Metadata
| Status | abandoned ‖ paused |
|---|---|
| Created | 2026-04-26T15:15:41.448453417+00:00 |
Description
Description
Daemon boot calls CoordinatorState::load_all(dir). When no service/coordinator-state-N.json files exist (fresh install or after rm -rf .wg), the legacy fallback at src/commands/service/mod.rs:574-578 synthesizes a (0, default) entry. The daemon then spawns a Coordinator-0 supervisor for it, which formats task id .coordinator-0 and tries to spawn wg spawn-task .coordinator-0 — but no such task exists in the graph, since the actual coordinator created via TUI is .coordinator-1 (or higher; find_next_fresh_coordinator_id skipped 0 because a chat dir for coordinator-0 existed once).
Symptom in daemon log:
[INFO] Coordinator-0: spawning via `wg spawn-task .coordinator-0` (executor=claude, model=None)
[ERROR] Coordinator-0: failed to spawn ... (os error 2)
[ERROR] Coordinator-0: 3 restarts in last 10 minutes, pausing for 584s
Net effect: every fresh wg init produces a ghost coordinator that burns the restart budget, and the user-created coordinator never actually gets a working supervisor (because the supervisor is bound to the ghost id, not the real task).
Fix
-
Don't synthesize a phantom coordinator from absence of state files. The legacy fallback should only fire if there's evidence a coordinator-0 ever existed (e.g.
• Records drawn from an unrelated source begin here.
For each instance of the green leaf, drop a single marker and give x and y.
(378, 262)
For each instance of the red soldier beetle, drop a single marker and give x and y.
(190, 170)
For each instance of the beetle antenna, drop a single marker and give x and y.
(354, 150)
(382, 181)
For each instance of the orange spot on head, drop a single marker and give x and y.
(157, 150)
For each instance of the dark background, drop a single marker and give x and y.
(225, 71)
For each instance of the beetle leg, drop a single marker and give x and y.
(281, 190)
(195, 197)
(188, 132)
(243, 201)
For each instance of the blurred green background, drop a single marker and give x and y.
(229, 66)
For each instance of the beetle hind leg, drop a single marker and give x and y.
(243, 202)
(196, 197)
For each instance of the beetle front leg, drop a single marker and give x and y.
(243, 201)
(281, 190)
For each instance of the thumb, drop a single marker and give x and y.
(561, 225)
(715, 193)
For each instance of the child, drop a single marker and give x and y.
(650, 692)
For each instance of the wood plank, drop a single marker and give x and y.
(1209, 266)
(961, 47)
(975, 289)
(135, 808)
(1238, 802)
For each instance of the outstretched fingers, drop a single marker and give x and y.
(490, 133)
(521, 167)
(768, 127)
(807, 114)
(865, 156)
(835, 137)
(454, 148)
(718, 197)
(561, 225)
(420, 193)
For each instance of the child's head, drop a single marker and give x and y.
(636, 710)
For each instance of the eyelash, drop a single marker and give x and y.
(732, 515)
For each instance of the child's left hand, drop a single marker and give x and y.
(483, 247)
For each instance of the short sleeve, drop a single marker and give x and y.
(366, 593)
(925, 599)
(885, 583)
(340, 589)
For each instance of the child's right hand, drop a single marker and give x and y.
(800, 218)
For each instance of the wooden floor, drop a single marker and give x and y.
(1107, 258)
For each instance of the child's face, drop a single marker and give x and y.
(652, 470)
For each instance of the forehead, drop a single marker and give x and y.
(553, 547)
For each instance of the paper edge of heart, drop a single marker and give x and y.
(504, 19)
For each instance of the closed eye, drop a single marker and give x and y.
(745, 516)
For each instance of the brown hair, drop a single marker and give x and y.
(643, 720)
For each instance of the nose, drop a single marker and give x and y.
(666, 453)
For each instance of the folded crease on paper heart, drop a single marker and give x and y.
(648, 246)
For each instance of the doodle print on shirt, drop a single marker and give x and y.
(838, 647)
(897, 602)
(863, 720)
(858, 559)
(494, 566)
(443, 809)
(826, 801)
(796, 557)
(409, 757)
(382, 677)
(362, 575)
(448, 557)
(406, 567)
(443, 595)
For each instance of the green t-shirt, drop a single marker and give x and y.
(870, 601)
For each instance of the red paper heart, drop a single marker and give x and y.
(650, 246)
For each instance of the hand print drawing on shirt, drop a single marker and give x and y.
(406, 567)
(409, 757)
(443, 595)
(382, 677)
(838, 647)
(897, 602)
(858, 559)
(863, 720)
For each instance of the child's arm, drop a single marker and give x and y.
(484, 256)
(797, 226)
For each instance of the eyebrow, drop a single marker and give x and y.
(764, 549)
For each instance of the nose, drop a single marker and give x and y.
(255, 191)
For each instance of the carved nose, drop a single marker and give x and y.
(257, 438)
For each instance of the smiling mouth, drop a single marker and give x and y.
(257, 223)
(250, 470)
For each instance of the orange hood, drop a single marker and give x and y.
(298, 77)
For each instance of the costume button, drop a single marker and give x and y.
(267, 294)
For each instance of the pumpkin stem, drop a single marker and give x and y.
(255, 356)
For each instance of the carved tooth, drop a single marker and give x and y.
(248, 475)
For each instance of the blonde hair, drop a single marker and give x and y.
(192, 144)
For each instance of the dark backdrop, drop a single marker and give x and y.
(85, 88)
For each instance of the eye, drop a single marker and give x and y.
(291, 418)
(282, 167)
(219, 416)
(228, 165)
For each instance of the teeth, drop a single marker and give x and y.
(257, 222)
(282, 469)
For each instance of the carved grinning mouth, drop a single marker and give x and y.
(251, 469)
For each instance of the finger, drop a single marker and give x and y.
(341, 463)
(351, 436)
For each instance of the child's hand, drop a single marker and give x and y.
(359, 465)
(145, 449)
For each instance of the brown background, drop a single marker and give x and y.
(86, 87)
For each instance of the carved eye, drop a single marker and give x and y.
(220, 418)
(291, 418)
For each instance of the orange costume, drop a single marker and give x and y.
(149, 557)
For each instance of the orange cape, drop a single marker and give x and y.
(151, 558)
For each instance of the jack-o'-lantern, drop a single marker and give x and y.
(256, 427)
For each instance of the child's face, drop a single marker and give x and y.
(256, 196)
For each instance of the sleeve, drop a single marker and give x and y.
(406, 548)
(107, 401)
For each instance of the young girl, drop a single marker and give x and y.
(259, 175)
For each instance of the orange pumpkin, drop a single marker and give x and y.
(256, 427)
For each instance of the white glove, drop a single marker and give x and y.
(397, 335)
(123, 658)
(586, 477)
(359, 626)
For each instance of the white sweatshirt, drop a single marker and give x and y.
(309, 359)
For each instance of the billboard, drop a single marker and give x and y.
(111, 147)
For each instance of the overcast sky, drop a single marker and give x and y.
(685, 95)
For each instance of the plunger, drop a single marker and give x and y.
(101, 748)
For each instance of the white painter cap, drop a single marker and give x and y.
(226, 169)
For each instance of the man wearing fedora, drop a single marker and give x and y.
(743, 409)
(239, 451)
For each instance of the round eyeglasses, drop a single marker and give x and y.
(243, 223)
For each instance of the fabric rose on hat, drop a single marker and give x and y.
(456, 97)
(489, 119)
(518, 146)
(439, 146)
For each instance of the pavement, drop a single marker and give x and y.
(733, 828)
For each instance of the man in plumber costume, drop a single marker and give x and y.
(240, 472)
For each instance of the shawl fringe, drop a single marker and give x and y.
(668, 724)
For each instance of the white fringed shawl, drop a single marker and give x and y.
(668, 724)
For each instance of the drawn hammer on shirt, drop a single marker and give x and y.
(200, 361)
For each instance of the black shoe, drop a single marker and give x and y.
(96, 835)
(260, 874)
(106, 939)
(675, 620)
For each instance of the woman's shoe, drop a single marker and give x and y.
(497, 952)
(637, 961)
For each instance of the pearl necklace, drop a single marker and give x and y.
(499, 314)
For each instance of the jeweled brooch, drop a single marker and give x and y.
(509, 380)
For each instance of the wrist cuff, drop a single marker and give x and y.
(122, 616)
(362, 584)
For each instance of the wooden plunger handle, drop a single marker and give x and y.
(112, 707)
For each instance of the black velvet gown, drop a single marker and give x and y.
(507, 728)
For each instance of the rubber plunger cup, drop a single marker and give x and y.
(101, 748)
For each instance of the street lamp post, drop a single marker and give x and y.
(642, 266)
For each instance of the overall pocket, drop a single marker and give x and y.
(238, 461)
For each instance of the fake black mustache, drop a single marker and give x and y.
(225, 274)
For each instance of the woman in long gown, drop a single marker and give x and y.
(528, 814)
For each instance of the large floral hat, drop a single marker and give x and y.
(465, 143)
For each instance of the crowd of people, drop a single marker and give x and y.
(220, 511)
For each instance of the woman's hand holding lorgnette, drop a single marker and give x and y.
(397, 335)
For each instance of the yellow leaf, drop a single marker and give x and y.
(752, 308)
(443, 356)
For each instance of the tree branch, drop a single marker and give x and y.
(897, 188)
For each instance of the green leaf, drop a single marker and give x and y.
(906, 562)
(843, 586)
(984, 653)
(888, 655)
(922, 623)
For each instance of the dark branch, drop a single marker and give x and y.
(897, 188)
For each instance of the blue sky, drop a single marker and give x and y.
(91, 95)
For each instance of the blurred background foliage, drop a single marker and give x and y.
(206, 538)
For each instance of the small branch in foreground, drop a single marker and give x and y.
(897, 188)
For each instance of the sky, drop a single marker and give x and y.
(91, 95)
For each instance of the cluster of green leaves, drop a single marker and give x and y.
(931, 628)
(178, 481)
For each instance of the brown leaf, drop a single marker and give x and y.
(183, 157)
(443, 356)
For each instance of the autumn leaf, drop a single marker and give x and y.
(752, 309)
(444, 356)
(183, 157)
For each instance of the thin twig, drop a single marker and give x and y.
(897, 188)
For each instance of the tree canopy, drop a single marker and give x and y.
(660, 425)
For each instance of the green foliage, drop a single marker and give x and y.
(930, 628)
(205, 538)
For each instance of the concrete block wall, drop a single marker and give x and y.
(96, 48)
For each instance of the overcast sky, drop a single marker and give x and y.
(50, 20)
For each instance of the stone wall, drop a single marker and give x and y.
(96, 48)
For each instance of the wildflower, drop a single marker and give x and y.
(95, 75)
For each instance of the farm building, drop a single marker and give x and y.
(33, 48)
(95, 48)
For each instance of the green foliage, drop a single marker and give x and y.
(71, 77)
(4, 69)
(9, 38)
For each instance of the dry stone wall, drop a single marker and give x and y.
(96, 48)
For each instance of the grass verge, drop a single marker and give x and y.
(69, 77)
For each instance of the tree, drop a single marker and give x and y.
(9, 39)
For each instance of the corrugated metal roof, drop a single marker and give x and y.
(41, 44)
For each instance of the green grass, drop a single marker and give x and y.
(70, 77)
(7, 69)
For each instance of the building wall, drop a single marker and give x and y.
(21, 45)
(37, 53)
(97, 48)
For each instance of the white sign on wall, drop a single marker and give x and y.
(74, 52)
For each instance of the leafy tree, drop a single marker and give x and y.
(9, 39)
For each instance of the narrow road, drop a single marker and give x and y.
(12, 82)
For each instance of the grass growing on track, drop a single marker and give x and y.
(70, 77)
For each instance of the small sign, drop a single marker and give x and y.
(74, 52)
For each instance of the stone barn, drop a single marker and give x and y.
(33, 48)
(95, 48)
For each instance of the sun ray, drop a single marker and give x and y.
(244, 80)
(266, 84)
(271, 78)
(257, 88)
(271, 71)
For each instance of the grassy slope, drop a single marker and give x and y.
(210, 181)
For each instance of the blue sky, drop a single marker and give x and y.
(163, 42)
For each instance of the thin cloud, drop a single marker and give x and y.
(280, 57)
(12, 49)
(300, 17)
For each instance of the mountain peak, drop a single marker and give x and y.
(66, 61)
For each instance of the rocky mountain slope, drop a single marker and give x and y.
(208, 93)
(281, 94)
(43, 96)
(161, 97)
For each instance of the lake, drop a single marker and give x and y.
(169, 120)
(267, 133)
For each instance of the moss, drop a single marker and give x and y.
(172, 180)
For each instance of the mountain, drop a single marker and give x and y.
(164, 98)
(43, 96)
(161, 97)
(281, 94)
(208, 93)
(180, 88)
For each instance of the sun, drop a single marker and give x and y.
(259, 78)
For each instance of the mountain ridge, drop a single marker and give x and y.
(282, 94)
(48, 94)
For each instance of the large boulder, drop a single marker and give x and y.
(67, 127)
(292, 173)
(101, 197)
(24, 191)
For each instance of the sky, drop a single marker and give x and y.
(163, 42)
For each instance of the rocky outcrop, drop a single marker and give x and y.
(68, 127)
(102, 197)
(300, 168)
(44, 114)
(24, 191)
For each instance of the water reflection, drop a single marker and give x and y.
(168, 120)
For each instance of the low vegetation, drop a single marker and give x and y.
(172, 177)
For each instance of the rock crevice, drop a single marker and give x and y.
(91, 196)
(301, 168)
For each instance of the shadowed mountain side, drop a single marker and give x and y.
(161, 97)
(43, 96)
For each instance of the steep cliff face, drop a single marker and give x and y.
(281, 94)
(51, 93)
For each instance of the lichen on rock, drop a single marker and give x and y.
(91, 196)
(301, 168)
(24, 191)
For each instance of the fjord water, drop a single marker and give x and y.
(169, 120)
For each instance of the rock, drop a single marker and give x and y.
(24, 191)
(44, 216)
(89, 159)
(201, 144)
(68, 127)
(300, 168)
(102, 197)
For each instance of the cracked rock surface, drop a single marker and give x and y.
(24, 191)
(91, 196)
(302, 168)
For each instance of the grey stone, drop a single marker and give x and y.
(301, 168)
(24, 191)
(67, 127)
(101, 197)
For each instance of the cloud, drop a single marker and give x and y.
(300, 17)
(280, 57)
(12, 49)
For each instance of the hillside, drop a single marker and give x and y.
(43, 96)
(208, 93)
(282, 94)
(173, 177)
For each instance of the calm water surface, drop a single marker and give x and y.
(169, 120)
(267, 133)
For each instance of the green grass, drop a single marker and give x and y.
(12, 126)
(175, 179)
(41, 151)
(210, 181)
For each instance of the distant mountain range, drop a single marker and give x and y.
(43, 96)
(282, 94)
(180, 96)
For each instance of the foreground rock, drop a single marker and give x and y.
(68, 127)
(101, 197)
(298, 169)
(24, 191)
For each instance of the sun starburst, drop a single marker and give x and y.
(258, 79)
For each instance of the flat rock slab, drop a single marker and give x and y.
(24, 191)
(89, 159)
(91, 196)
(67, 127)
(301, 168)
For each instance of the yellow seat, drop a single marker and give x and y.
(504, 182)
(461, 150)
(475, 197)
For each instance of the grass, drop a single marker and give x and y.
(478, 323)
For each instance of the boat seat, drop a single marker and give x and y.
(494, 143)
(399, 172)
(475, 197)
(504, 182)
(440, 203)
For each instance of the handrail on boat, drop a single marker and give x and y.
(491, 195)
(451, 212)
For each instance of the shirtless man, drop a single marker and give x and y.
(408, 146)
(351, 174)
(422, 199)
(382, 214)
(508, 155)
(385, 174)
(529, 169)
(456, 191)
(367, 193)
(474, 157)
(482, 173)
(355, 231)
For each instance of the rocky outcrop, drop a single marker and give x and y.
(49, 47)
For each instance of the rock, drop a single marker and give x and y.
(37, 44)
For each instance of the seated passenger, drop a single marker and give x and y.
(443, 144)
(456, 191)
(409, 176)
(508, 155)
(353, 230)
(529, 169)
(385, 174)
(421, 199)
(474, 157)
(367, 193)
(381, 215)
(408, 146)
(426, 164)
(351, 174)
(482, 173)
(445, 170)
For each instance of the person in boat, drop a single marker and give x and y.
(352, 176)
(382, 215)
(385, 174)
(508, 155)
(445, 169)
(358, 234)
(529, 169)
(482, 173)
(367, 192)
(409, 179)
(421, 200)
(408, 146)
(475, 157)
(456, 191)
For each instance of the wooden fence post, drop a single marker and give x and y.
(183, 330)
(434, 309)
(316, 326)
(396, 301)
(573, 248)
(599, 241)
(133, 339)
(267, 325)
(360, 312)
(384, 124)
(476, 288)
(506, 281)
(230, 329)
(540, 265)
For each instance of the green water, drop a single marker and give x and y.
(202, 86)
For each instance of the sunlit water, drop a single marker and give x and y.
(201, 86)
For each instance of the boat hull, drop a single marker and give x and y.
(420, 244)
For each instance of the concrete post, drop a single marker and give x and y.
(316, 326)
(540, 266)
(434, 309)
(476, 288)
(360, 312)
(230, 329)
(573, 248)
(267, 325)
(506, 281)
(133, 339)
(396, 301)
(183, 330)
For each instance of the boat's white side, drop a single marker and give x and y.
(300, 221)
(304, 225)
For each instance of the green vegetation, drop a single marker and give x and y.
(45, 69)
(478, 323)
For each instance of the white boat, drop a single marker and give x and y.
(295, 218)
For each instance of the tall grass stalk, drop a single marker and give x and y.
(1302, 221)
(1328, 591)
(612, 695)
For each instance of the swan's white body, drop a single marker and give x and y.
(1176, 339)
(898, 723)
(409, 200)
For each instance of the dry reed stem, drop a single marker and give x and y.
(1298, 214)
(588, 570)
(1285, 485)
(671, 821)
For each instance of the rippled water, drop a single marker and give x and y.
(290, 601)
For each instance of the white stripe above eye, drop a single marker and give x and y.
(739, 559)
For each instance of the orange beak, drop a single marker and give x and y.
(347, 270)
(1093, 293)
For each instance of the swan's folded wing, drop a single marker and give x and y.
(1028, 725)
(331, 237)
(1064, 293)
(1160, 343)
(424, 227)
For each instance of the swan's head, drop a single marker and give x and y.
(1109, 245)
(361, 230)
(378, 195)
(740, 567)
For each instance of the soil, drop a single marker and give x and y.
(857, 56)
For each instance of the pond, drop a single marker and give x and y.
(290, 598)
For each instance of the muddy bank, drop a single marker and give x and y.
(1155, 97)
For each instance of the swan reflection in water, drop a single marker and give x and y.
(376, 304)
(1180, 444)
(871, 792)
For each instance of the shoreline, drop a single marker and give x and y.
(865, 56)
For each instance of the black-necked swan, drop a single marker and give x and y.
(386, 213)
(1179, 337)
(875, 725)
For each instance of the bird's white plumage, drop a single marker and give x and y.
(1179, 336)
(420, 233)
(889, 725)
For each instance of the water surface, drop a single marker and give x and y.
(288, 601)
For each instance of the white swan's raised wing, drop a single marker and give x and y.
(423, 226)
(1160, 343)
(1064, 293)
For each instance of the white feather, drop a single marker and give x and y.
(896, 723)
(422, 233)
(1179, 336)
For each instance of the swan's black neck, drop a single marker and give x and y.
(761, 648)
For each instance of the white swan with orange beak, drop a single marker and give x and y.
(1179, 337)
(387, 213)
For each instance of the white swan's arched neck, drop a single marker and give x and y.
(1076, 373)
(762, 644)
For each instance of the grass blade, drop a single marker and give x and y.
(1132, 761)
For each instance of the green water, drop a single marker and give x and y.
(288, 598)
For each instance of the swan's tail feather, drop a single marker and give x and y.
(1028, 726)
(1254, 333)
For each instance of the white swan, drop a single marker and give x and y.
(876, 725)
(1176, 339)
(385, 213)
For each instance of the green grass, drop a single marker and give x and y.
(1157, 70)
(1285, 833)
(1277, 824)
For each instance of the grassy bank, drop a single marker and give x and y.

.wg/chat/coordinator-0/dir, or a.coordinator/.coordinator-0task in the graph). No state file + no chat dir + no graph task → no coordinator. Empty list is the correct return. -
Tie supervisor lifecycle to graph state, not state files. The daemon should derive 'which coordinators need supervisors' from
tasks().filter(coordinator-loop tag, status != Abandoned, !archived). State files are overrides, not the source of truth for existence. -
Defensive check in
subprocess_coordinator_loop: before spawning, verify the task id exists in the graph. If not, log a clear error ('Coordinator-N orphaned: task .coordinator-N not in graph; supervisor exiting') and exit the loop instead of restart-looping.
Files to touch
src/commands/service/mod.rs— fixCoordinatorState::load_allto not synthesize coordinator 0; or better, deprecateload_allin favor of a graph-driven enumeration in the daemon boot path.src/commands/service/coordinator_agent.rs— add the orphaned-task guard before spawn.- Daemon boot logic (wherever
load_allis consumed at boot) — switch to graph-driven coordinator enumeration.
Validation
-
Failing tests first:
- test_load_all_returns_empty_when_no_state_and_no_legacy — ensures fresh install doesn't synthesize Coordinator-0
- test_supervisor_exits_when_task_missing — guard in subprocess_coordinator_loop
- test_daemon_boot_enumerates_coordinators_from_graph — boot path picks up .coordinator-N tasks via tag scan, not state files
- Implementation makes tests pass
- cargo build + cargo test pass with no regressions
-
Manual smoke (in scratch dir):
- rm -rf .wg && wg init -x claude && wg service start
- tail daemon.log: NO 'Coordinator-0: spawning' lines, NO 'failed to spawn' restart loop
- Open wg tui, create coordinator named 'test'
- Daemon log shows 'Coordinator-1: subprocess running (pid X, executor=claude)' (matching the actual task .coordinator-1)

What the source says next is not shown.